We have enjoyed lovely autumn colors within the James Watershed this fall, and now the trees are beginning to shed their leaves in preparation for winter. With the cooler, shorter days, we will see more leaves falling and blanketing the ground. Not long after comes the familiar sounds of leaf blowers and rakes trying to clear the ground of the newly fallen leaves. Some may look at leaf litter and think it is an untidy nuisance, but it has various benefits to offer.

What benefits can leaf litter provide?

Leaf litter adds a layer of organic matter to soil. Leaves decompose over time and offer nutrients to the soil that trees, animals and plants later benefit from. The leaf litter also contains twigs, acorns, seeds, and other matter that provides habitat for diverse microorganisms. This layer of litter can serve some of the same functions as mulch, and act as an insulating layer while keeping soil in place and preventing erosion.

How does this relate to riparian buffers?

Since leaf litter blankets the ground and can provide a “mulching” function, soil will stay more intact during heavy rains or runoff events. Rather than loosely running right into our water sources, soil coated with a layer of leaf litter will be more protected. Soil and its nutrients staying in place is also important for the health of trees within a riparian buffer.
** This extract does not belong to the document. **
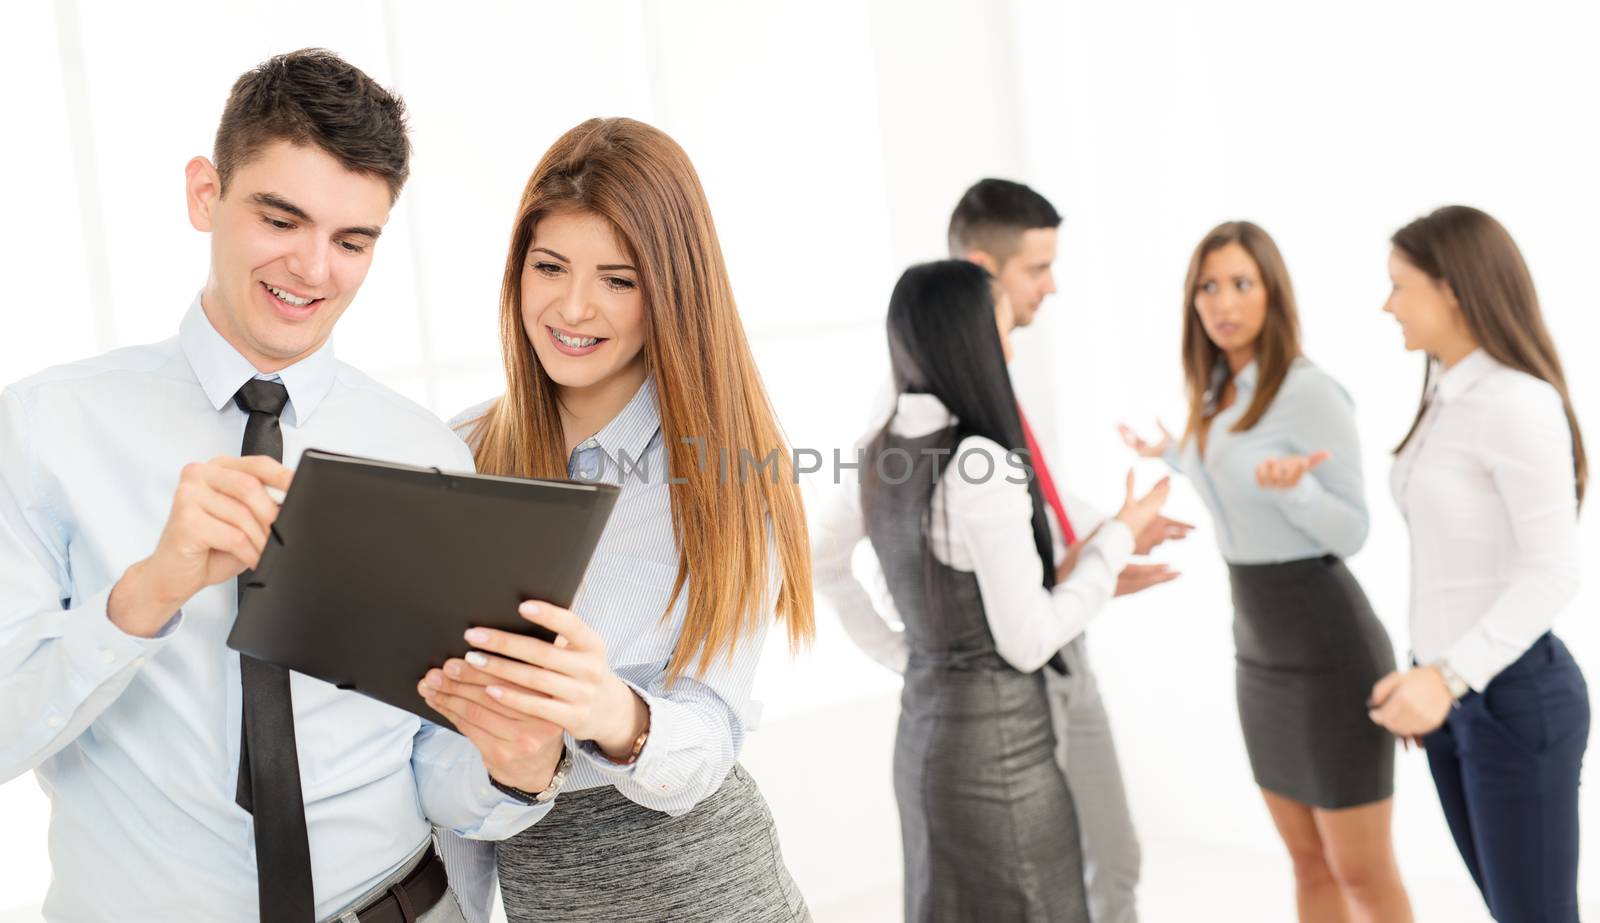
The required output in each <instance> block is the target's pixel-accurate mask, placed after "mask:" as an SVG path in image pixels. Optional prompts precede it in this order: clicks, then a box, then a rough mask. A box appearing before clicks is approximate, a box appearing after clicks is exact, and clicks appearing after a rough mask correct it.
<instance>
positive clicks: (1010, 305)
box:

The trees in your buffer need soil, moisture, and nutrients for protection and food, and leaf litter can help maintain all these important things!

If you rake leaves, what are some strategies to use that will still allow you some of the benefits the leaf litter provides?

If you do rake or blow leaves in the yard, you may choose to strategically place your accumulation of leaf litter around parts of your property that could benefit from this organic layer. You could choose to add leaf litter to a compost pile, which can later be worked into your soil to add organic nutrients. Another option would be to add leaf litter to gardens, flower beds, or around trees to serve as a mulching layer. Leaving leaf litter around a riparian buffer could be a valuable tool in preventing erosion and providing nutrients to the soil around your riparian plants. There are many possibilities that may fit your needs and goals, while using resources that are already available!